It’s about that time again when bloggers and pundits start thinking about predictions for the New Year. I took a look at mine for 2009 and was pleased I was correct at least some of the time. One that is coming true, albeit a little later than I had hoped, is this one:
John Chambers is talking and walking the talk. BusinessWeek has a feature this week on “Cisco’s Extreme Ambitions.” The story details how Cisco is leveraging non-traditional methods to turbo-charge its growth and deliver strong margins to Wall Street. One of those innovative tactics is democratizing decision-making and using a variety of web-based tools to identify talent.
‘…John Chambers and Cisco’s entire leadership are focused on driving Cisco’s growth and business results.’ Chambers admits the council structure is unusual but argues it’s the only way a company Cisco’s size can move as fast as it needs to. He says the councils work and help identify talent throughout the company.
Cisco is taking on a lot of risk and reinventing the company from the ground up driven by the principles of 2.0 transformation. Chambers said in his address at Cisco Live, “Organizational structures enabled by the network as a platform can change the speed and dynamics of a company.”
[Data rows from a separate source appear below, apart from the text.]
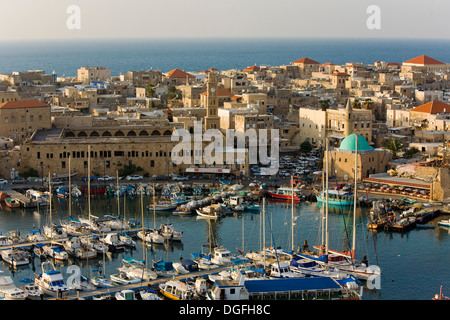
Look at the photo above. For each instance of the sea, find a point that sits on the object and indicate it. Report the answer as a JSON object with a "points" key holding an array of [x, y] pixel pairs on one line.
{"points": [[65, 56], [414, 265]]}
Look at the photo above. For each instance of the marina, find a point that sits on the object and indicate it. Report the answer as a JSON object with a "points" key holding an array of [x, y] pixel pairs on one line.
{"points": [[240, 230]]}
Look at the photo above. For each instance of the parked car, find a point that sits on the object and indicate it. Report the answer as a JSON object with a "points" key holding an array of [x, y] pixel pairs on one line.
{"points": [[19, 180], [180, 178], [106, 178], [135, 177]]}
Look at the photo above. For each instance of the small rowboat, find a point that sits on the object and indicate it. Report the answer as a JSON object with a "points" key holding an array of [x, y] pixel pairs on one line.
{"points": [[12, 203]]}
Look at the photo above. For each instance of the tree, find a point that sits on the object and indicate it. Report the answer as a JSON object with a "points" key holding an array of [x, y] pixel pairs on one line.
{"points": [[368, 103], [356, 104], [172, 93], [394, 145], [324, 105], [410, 153], [305, 147], [150, 90]]}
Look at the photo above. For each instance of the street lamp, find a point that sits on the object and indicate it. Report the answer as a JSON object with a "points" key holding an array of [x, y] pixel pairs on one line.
{"points": [[42, 166]]}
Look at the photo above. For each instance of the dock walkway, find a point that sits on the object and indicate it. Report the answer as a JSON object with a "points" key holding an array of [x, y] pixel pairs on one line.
{"points": [[138, 286]]}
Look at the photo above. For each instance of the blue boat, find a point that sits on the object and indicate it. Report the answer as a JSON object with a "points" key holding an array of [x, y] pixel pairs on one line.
{"points": [[225, 182], [336, 198]]}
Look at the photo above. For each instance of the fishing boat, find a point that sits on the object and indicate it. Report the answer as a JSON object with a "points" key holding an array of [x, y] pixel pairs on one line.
{"points": [[284, 193], [222, 256], [113, 242], [123, 278], [169, 206], [213, 211], [12, 203], [51, 281], [136, 269], [56, 252], [185, 266], [42, 198], [182, 210], [151, 236], [337, 197], [177, 290], [163, 268], [169, 233], [75, 248], [33, 291], [10, 290], [126, 294], [100, 280], [148, 294], [15, 257]]}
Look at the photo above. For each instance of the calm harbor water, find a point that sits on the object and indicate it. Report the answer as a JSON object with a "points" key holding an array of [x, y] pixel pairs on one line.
{"points": [[196, 54], [414, 265]]}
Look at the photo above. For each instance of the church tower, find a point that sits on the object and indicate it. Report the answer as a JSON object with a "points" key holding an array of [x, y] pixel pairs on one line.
{"points": [[349, 120], [212, 120]]}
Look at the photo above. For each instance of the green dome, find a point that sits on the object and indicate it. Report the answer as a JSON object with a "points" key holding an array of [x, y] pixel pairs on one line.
{"points": [[349, 143]]}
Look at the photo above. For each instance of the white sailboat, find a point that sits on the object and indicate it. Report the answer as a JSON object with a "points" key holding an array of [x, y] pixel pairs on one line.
{"points": [[10, 290], [51, 281]]}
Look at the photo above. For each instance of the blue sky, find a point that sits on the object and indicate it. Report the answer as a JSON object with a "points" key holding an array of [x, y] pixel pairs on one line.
{"points": [[46, 19]]}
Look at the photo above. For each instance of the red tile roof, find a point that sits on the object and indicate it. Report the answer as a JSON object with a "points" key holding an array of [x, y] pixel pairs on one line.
{"points": [[252, 68], [306, 61], [220, 93], [23, 104], [423, 60], [433, 107], [178, 73]]}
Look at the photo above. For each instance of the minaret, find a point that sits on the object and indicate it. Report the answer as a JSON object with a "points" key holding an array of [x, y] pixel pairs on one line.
{"points": [[212, 120], [348, 121]]}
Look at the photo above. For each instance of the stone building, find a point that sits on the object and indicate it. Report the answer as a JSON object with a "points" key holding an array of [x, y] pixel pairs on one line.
{"points": [[341, 160], [20, 119], [90, 74]]}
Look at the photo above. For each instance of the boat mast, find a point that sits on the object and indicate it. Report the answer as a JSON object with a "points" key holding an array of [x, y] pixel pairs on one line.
{"points": [[354, 199], [89, 182], [326, 199], [292, 208], [50, 204], [70, 191]]}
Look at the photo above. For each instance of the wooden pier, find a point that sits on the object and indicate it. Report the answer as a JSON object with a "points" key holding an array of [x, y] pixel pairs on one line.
{"points": [[138, 286]]}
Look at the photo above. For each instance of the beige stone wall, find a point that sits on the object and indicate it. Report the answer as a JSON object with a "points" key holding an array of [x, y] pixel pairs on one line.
{"points": [[19, 123]]}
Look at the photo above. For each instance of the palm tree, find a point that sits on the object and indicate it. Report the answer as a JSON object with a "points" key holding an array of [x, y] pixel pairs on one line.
{"points": [[367, 104], [394, 145], [150, 90], [356, 104]]}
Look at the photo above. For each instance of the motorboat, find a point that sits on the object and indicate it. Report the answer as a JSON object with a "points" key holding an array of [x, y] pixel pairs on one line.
{"points": [[125, 295], [15, 257], [33, 291], [113, 242], [10, 290], [148, 294], [177, 290], [123, 278], [169, 233], [336, 197], [185, 266], [51, 281], [151, 236], [222, 256], [75, 248]]}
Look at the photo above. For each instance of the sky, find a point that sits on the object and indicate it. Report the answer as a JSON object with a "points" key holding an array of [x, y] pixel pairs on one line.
{"points": [[93, 19]]}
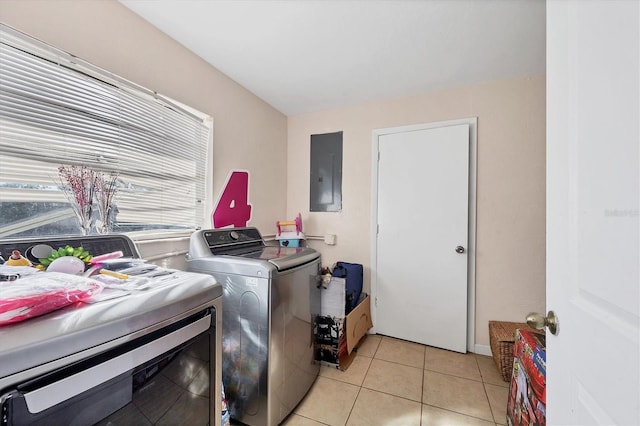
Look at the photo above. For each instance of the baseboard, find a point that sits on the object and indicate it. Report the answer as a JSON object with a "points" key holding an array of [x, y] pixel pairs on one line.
{"points": [[482, 350]]}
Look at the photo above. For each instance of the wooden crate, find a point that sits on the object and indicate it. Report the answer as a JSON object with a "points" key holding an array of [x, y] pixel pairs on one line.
{"points": [[501, 338]]}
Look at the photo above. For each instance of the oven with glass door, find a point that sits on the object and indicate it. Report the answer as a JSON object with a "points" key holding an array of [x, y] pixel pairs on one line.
{"points": [[149, 357]]}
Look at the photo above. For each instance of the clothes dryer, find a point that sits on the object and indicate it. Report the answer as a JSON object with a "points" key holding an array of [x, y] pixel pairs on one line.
{"points": [[270, 296]]}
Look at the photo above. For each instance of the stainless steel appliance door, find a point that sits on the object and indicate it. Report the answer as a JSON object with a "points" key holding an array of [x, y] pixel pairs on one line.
{"points": [[161, 377], [295, 301]]}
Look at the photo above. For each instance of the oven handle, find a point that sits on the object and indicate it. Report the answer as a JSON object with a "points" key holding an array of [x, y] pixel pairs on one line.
{"points": [[57, 392]]}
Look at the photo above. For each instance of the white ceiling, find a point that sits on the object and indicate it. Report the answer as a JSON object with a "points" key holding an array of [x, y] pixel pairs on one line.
{"points": [[310, 55]]}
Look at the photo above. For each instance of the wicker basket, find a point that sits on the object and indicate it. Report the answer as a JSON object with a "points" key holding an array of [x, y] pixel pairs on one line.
{"points": [[501, 338]]}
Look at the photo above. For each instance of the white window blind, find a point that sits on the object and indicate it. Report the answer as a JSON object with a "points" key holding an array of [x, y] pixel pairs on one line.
{"points": [[57, 110]]}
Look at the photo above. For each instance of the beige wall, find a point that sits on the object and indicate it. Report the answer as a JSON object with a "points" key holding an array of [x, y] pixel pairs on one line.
{"points": [[510, 270], [249, 134]]}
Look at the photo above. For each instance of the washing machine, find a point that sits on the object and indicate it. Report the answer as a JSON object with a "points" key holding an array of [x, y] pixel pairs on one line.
{"points": [[270, 296], [147, 355]]}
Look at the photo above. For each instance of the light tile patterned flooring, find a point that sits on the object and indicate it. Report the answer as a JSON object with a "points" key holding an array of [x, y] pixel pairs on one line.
{"points": [[394, 382]]}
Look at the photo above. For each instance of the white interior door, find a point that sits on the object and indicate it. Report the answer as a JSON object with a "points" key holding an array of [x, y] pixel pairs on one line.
{"points": [[593, 188], [422, 216]]}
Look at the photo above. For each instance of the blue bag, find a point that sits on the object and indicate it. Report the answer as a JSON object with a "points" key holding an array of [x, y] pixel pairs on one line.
{"points": [[353, 274]]}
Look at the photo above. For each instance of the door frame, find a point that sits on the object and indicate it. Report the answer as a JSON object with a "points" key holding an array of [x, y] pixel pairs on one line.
{"points": [[471, 242]]}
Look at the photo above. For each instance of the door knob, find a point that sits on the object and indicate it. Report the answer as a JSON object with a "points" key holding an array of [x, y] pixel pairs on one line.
{"points": [[539, 321]]}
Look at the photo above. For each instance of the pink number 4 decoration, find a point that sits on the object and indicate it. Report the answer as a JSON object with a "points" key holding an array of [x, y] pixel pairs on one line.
{"points": [[233, 208]]}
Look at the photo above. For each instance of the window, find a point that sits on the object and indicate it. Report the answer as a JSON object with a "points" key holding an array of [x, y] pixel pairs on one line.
{"points": [[57, 110]]}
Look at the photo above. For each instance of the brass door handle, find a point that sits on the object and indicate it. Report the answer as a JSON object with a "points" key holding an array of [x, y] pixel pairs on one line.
{"points": [[539, 321]]}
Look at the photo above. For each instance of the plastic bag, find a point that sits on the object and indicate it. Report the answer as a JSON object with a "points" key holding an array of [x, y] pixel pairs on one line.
{"points": [[41, 293]]}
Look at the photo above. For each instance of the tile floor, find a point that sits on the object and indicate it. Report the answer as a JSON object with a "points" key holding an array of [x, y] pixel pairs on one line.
{"points": [[394, 382]]}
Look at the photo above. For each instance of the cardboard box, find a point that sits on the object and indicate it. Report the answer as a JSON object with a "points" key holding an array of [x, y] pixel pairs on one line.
{"points": [[337, 337]]}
This is what we talk about when we’re talking about transformational change and the reinvention of work. The end game is market competitiveness. BusinessWeek sums it up:
In a sense, Chambers is bidding for a place in the history books. He’s trying to use the ambitious expansion and unconventional management strategy to demonstrate how a company the size of Cisco can remain fast-growing and nimble. If he succeeds, he may end up regarded as a business icon, along the lines of General Electric’s Jack Welch.
Like Marc Benioff, Chambers is betting the business. Perfect time, incidentally, for Andrew McAfee whose ideas are now seeding The Harvard Business Review, management book shelves, and The McKinsey Quarterly.